Olmsted Scholar Feature: The Los Angeles Riverscape - An Urban Estuary

By Tina Chee, 2012 National Olmsted Scholar Finalist

Urban Rivers. With only concentrated periods of rainfall during limited times of the year in cities such as Los Angeles, how might we reconceive of and reutilize our now concrete and channelized urban rivers with multiplicity as we reconsider issues of lack of open green space and connectivity within post-industrial cities while still providing essential services and responding to environmental and ecological systems? This is the challenge that we must respond to.
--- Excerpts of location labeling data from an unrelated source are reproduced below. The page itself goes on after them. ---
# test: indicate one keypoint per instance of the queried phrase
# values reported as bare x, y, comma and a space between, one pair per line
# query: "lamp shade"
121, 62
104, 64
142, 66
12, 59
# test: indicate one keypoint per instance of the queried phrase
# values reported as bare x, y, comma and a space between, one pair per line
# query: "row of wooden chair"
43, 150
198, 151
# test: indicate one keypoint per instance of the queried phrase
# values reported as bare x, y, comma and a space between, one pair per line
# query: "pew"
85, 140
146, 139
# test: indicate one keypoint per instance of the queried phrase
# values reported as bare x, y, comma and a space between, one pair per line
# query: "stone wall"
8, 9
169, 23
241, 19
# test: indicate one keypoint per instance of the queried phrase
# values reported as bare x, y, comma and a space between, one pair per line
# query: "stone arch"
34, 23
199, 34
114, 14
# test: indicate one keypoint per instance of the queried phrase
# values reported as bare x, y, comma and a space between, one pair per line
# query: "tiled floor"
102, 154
This past spring, my studio examined the relationship between landscape and infrastructure, and the potential to transform single-purposed infrastructure into part recreational parkscape, part infrastructural urbanism, part ecological machine, and part water management and flood mitigation engineering. This design proposal seeks to express the state of landscape as a multi-purpose and multi-faceted experiential and infrastructural network; a landscape that creates urban connectivity, that is spatially experiential, that restores our connection to nature in the city, and that creates a multitude of habitat types while serving functional requirements for essential services such as flood mitigation, temporal water detention, and the treatment of urban runoff.
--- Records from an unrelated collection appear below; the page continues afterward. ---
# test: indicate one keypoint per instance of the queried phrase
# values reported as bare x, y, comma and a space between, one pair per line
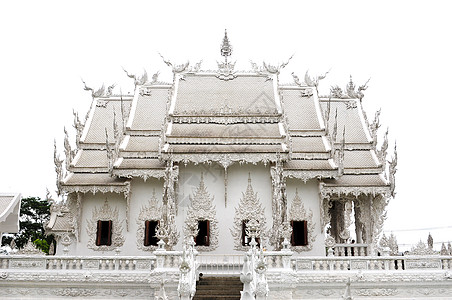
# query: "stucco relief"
201, 208
152, 211
297, 212
249, 208
105, 213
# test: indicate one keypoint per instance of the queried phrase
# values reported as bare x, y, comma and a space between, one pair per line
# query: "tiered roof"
226, 116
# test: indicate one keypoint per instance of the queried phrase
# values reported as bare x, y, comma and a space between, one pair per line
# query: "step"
218, 288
The Los Angeles River is re-envisioned as an urban estuary — the confluence of people and natural systems into a cohesive network that unites neighborhoods and ultimately the entire city. Our connection to nature is re-established by making access to this hidden resource as permeable as feasible, and by creating a network of meandering experiential pathways within the river itself. Neighborhood pocket parks reclaim adjacent vacant parcels along the existing bike path and further integrate the river with its existing fabric. The existing concrete banks are replaced with tiered upper and lower park zones, which create intimate opportunities to inhabit and engage the river edge as well as public spaces to gather along the river bank with protected troughs for vegetation.
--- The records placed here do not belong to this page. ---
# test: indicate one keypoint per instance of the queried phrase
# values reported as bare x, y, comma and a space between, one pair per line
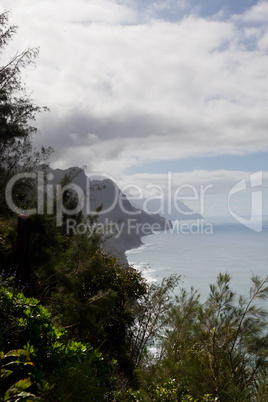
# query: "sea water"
199, 254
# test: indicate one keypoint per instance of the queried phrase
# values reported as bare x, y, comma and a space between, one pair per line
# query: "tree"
220, 347
17, 110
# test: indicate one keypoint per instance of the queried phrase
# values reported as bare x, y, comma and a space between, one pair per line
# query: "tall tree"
17, 110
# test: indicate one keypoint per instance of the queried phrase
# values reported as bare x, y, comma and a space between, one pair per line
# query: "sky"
145, 90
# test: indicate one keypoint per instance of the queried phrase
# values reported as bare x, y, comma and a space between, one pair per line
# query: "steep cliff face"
128, 224
123, 224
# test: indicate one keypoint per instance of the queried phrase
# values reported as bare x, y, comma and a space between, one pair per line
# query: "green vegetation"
76, 325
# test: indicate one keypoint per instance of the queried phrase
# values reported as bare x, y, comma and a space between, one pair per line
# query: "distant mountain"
124, 223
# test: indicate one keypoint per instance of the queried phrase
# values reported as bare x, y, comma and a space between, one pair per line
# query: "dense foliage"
76, 325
A variety of natural habitats are created for land and aquatic life through a cluster of islands and pools of varying elevations and depths that treat water as the living organism above, beneath, and within its surface matter. The islands are part concrete, part porous concrete, part custom concrete block revetment system and serve multiple functions. They direct water into separate channels to create habitat, create opportunities for active and passive recreation, and assist in the mitigation of flood waters. The upper portions are made of open-celled concrete blocks of various sized apertures, which allow vegetation to nest in and can receive rising flood water, temporarily detaining the additional water until the flood water level subsides. The bottom portions are made of porous concrete, and through gravity, the detained water is slowly released to support the surrounding aquatic habitat and serve as additional water supply for the various planted ecotones. Through the development of a three-channel system, rapid, meandering, and placid water velocities further encourage various habitat environments. The three channel system also allows for a variable floodplain, which increases the effective channel width as needed.

The configuration and treatment of urban edges are conceived of as curvilinear and convoluted compressed zones which foster habitat diversity in plant and wildlife. Ecological processes are incorporated to treat urban stormwater runoff through a series of phytoremediation filtration terraces, basins, and runnels. Natural phenomena such as erosion, scouring, and sand deposition are explored as dynamic processes which inform the morphology of a new channel configuration.

The islands, pools, and barrier reefs serve as sculptural armatures which engage these powerful processes and provide the framework that allows nature to re-establish, take hold, and self-evolve in this harsh urban environment while assisting in the redirection and mediation of flood waters during storms. Sand and sediment deposition are encouraged as means of natural succession to this man-made intervention. The design itself evolves beyond its initial framework through the forces of nature. 

Methodology
We took a very unique approach to study natural phenomena of water flow, scouring, and sand deposition. These natural processes were physically explored using a 1”=30’ physical model with 2X vertical distortion. Design models were CNC milled and tested with running water at various water flows with ground walnut shells to simulate the effects of water velocity, water scouring, and sand deposition. Colored dye was used to highlight the actual water effects and flow directions. Kayaking speeds were taken as a measure of water velocity. Water depth measurements were taken at various points at the various water velocities. The results of the water tests were recorded, analyzed, and used to further inform the design.

Tina Chee is a MLA candidate at the University of Southern California and will graduate in May 2013. This project was created as part of instructor Alex Robinson’s spring semester studio. This summer, Tina participated in the SWA internship program which focused on the definition and creation of an Eco District in San Francisco. She is currently working on her thesis which will explore strategies that operate at the juncture of landscape, urbanism, architecture, infrastructure, and social programming for re-envisioning the nature of Los Angeles.